Distributed data storage for modern astroparticle physics experiments
Pith reviewed 2026-05-24 20:52 UTC · model grok-4.3
The pith
A distributed storage system combines data from KASCADE and TAIGA experiments into unified samples for multi-messenger analysis.
A machine-rendered reading of the paper's core claim, the machinery that carries it, and where it could break.
Core claim
The distributed storage, based on the single write-multiple read model, provides a special aggregation service that combines data from different experiments into a single sample, supporting multi-messenger methods for data exploration.
What carries the argument
The aggregation service that extracts data as aggregated events from different sources into a single sample.
If this is right
- Users gain direct access to combined event samples from multiple experiments without manual merging of separate files.
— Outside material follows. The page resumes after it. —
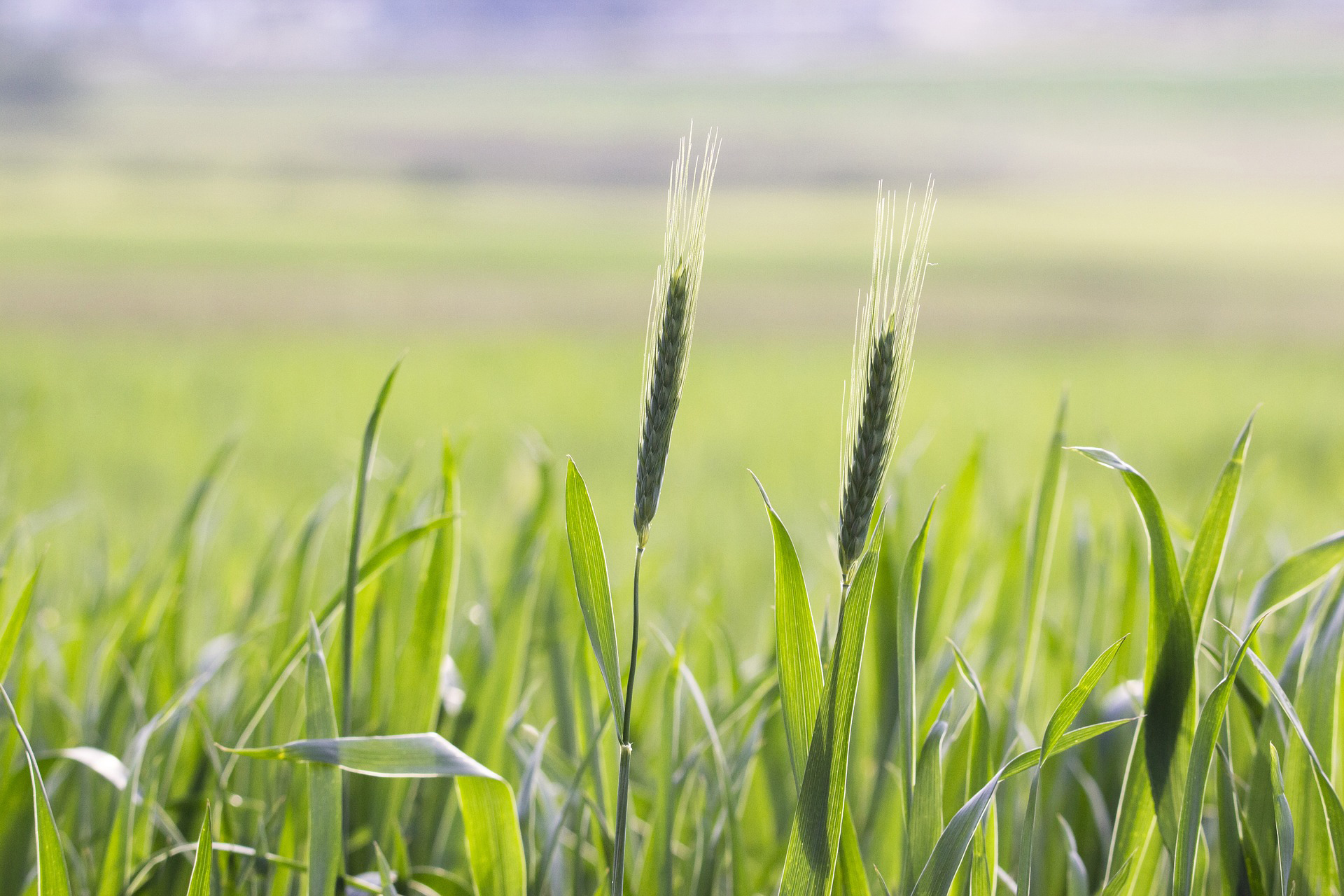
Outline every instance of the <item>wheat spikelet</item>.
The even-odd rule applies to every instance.
[[[933,180],[918,207],[907,191],[902,215],[896,214],[896,193],[878,189],[872,285],[859,300],[844,402],[837,551],[845,583],[868,537],[910,386],[915,321],[929,267],[929,227],[935,206]]]
[[[640,427],[638,470],[634,480],[634,532],[646,544],[649,524],[659,509],[663,473],[672,443],[672,423],[681,403],[691,353],[691,330],[704,261],[704,222],[719,154],[711,130],[704,153],[694,159],[691,137],[681,140],[668,185],[668,228],[663,265],[653,282],[649,325],[644,343],[644,422]]]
- Experimental groups can share raw or processed data through a common repository using the SWMR access pattern.
- Multi-messenger analysis methods become applicable across the participating experiments via the aggregation service.
- Both web and API interfaces allow participants to retrieve either file collections or aggregated data sets.
Where Pith is reading between the lines
- The same aggregation approach could extend to additional astroparticle experiments if their data formats prove compatible.
- Performance of the aggregation service on large combined samples would determine practical limits for real-time multi-messenger queries.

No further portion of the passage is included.